Liver membrane autoantibodies: methods for their detection and clinical significance.

There is a growing evidence suggesting that immunological reactions against liver membrane antigens are involved in the process of ongoing hepatic injury in chronic active liver diseases (CALD). Liver specific lipoprotein (LSP) has been described as one of the target antigens of the liver cell membrane.
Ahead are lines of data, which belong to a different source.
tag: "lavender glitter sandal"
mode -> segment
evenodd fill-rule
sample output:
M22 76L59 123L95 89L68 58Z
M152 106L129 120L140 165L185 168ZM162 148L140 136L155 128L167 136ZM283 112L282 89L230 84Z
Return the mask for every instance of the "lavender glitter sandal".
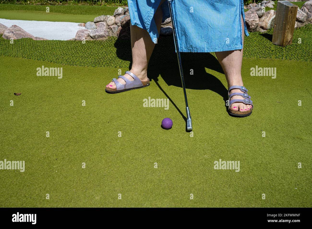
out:
M119 75L118 78L121 78L126 82L126 84L123 84L117 81L116 78L113 79L112 81L116 85L115 88L109 88L105 87L105 91L110 93L117 93L119 92L129 91L133 89L145 88L149 85L149 79L148 78L146 81L141 81L140 79L132 72L127 71L126 73L130 75L133 78L134 80L128 79L123 75Z
M243 93L236 93L230 94L230 91L232 89L239 89ZM234 85L231 86L229 88L228 94L229 95L228 101L230 101L228 106L228 112L229 114L237 117L246 117L250 115L252 110L253 109L254 106L252 104L252 101L250 100L250 96L248 95L247 92L248 90L245 87L243 86L238 86ZM244 98L244 99L233 99L230 101L233 96L234 95L240 95ZM231 108L231 105L234 103L242 103L244 104L249 104L252 106L252 108L249 111L234 111Z

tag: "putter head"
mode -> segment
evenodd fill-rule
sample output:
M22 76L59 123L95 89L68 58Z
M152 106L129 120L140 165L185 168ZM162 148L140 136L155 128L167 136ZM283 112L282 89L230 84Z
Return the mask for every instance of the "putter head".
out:
M193 130L192 127L192 120L190 114L190 109L188 107L186 107L186 130L188 131L192 131Z
M188 131L192 131L193 128L192 128L192 120L190 119L186 122L186 129Z

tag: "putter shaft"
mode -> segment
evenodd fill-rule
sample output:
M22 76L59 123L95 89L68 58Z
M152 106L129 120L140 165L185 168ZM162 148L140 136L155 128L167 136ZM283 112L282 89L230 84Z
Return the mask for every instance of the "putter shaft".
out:
M180 49L179 48L179 44L178 42L178 39L177 37L177 33L175 21L173 13L173 8L172 7L172 0L168 0L168 3L169 5L169 11L170 12L170 16L171 18L171 21L172 23L172 28L173 30L173 40L174 41L174 44L175 45L176 49L177 50L177 56L178 57L178 63L179 64L179 69L180 70L180 74L181 76L181 80L182 81L182 86L183 88L183 92L184 93L184 99L185 102L185 107L186 110L186 128L188 131L191 131L192 130L192 120L191 118L191 114L190 113L190 109L188 104L188 98L186 97L186 91L185 91L185 84L184 83L184 78L183 77L183 69L182 68L182 63L181 61L181 56L180 54Z

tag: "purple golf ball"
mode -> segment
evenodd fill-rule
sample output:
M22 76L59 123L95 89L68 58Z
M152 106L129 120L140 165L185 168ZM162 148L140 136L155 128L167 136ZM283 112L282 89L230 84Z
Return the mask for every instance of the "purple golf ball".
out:
M161 122L161 125L164 129L166 130L169 129L172 127L173 122L172 120L169 118L165 118L163 119Z

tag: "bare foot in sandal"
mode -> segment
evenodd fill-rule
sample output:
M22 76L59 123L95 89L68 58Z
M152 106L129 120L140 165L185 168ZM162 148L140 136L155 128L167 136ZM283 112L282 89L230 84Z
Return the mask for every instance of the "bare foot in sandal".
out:
M127 71L124 75L119 75L117 79L113 79L111 82L106 85L105 90L108 92L116 93L149 85L149 80L146 75L138 76L133 73Z
M250 96L247 93L248 91L243 86L233 85L229 87L229 112L231 114L244 117L251 114L253 105Z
Autoantibodies against LSP (anti-LSP) are predominantly directed against organ-specific determinants of a low density LSP subfraction (1.08-1.10 g/ccm). Anti-LSP detected in acute viral hepatitis are mainly directed against species-specific, whereas those in chronic active hepatitis are mainly directed against non-species-specific, determinants of the LSP complex. Further liver membrane autoantibodies were found to react with additional antigens of the hepatocellular membrane (LM-Ag). These liver membrane autoantibodies (LMA) are disease-specific for autoimmune type CALD. The detection of liver membrane autoantibodies by indirect immunofluorescence on isolated rabbit hepatocytes (LMA-test) is clinically important since this subgroup of CALD does well respond to immunosuppressive therapy. It is still unknown, however, whether these liver membrane autoantibodies are really involved in the immunopathogenesis of CALD via antibody dependent cellular cytotoxicity (ADCC) or whether they are a phenomenon secondary to liver cell destruction. Nevertheless they represent diagnostic markers by which one can classify subgroups of CALD with different etiologies. A further characterization of liver membrane antibody-antigen systems could lead to a more precise evaluation of the clinical relevance of liver membrane autoantibodies.